Carlos Kelly McClatchy Memorial Lectures and Symposia
The Carlos Kelly McClatchy Memorial Lectures and Symposia were established in 1964 to bring Stanford University distinguished national and world leaders in the field of journalism. Its purpose is to give students a first hand insight into the responsibilities of journalism in a democratic society and to stimulate critical thinking about the performance of the mass media in the world today.
Carlos Kelly McClatchy (1891-1933) was born in Sacramento, CA. The son of the editor of the Sacramento Bee, he began his newspaper career following graduation from Columbia University. During World War I, he served with distinction with a California infantry regiment in France, earning his captaincy via a field promotion “in recognition of his gallantry” during the battle of the Argonne Forest.
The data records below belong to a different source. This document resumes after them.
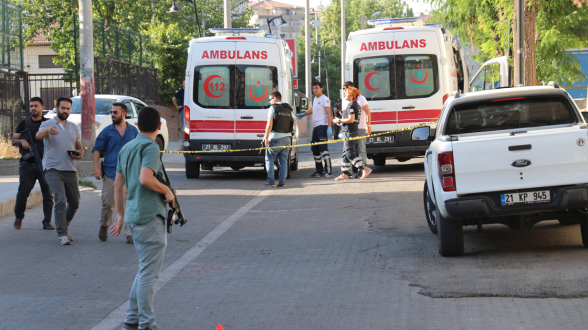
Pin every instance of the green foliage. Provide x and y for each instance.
(560, 26)
(169, 35)
(331, 20)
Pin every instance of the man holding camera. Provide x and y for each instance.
(28, 169)
(138, 169)
(63, 145)
(109, 142)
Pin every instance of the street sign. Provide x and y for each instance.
(292, 45)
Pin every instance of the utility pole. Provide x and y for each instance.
(227, 17)
(308, 68)
(519, 43)
(87, 73)
(343, 37)
(362, 20)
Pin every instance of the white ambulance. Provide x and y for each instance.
(229, 78)
(406, 70)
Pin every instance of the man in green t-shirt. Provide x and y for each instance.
(138, 167)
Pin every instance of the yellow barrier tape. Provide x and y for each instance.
(298, 145)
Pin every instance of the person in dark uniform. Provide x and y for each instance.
(278, 132)
(28, 169)
(351, 119)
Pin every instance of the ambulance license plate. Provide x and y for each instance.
(528, 197)
(212, 147)
(381, 139)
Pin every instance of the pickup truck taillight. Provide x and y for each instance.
(186, 127)
(447, 171)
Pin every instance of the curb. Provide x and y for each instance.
(7, 206)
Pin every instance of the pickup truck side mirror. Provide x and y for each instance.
(303, 107)
(421, 133)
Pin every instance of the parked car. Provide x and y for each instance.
(514, 156)
(103, 119)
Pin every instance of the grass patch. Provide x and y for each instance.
(7, 150)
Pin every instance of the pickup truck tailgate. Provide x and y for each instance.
(555, 156)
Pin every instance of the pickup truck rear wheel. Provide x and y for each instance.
(450, 236)
(430, 209)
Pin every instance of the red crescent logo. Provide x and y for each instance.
(207, 91)
(367, 81)
(419, 82)
(257, 99)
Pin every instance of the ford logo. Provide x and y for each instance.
(521, 163)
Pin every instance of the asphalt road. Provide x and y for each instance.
(317, 254)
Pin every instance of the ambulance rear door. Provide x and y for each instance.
(373, 74)
(418, 79)
(258, 67)
(212, 116)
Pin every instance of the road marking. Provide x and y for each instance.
(116, 317)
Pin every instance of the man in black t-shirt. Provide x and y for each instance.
(28, 168)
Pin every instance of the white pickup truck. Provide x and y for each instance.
(514, 156)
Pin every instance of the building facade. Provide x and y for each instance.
(264, 10)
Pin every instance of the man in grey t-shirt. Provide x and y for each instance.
(63, 144)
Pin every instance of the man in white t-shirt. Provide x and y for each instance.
(321, 111)
(365, 123)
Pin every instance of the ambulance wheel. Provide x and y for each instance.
(294, 164)
(380, 161)
(192, 170)
(159, 141)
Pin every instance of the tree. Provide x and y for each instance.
(170, 35)
(331, 20)
(551, 28)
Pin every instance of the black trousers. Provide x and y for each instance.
(321, 152)
(29, 174)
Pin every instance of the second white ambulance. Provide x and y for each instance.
(229, 78)
(406, 70)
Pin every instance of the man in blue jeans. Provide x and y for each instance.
(138, 167)
(278, 132)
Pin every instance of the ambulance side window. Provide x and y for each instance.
(254, 86)
(417, 76)
(212, 88)
(372, 77)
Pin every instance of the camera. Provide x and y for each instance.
(28, 155)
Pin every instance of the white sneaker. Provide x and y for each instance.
(63, 240)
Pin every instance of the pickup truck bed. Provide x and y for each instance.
(514, 156)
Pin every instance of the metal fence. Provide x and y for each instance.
(11, 47)
(50, 87)
(13, 93)
(122, 78)
(121, 44)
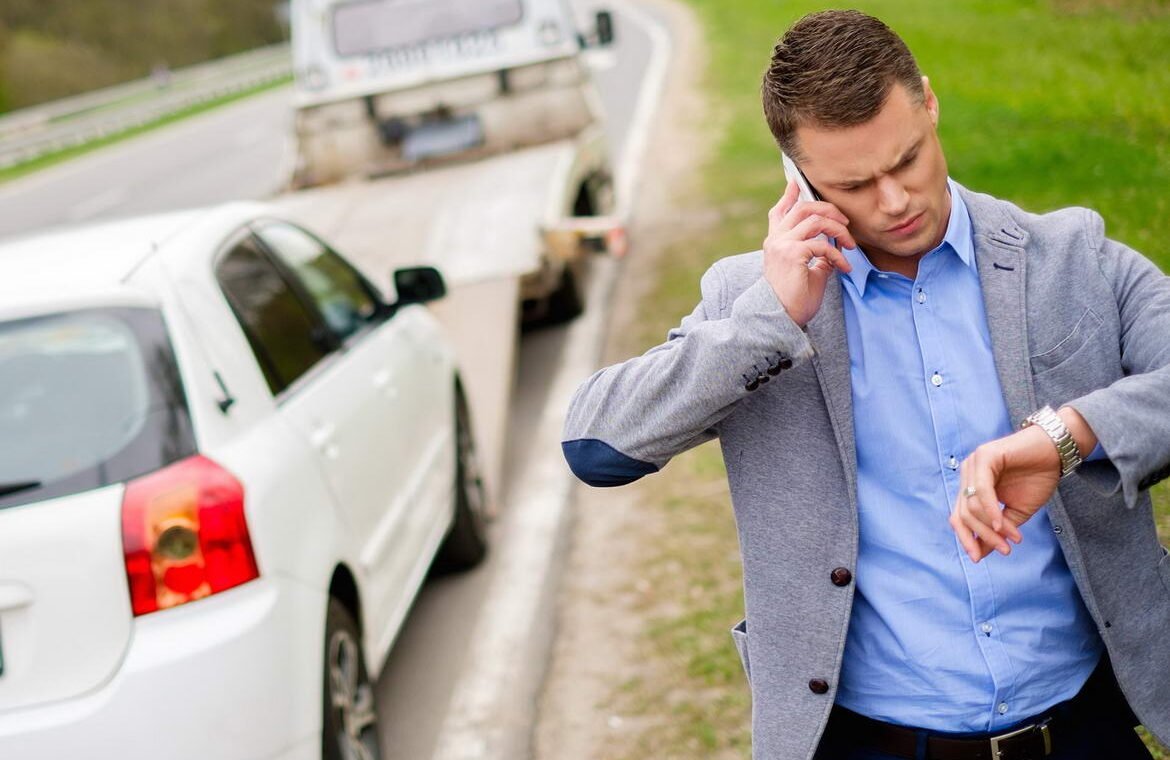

Following the Armistice, McClatchy returned to Sacramento to cover political campaigns, write editorials, and serve as the paper’s national correspondent in Washington, D.C. In 1922, he founded the Fresno Bee which he edited until his death. In 1923 he became general manager of the McClatchy Newspapers, and a few years later played a central role in the development of the McClatchy radio system. From 1922 until his death, McClatchy continued to build a reputation as an aggressive independent editor, always willing to challenge entrenched viewpoints. At his death, the Fresno Bee wrote that the West had lost “one of the most brilliant, progressive and dynamic of its newspaper personalities.”
48th Annual McClatchy Symposium to be held May 20
It’s Even Worse Than It Looks
Tuesday May 20, 2014. Room 280B, Stanford Law School, 4:15pm.
Featuring Thomas E. Mann of the Brookings Institution and Norman J. Ornstein of the American Enterprise Institute.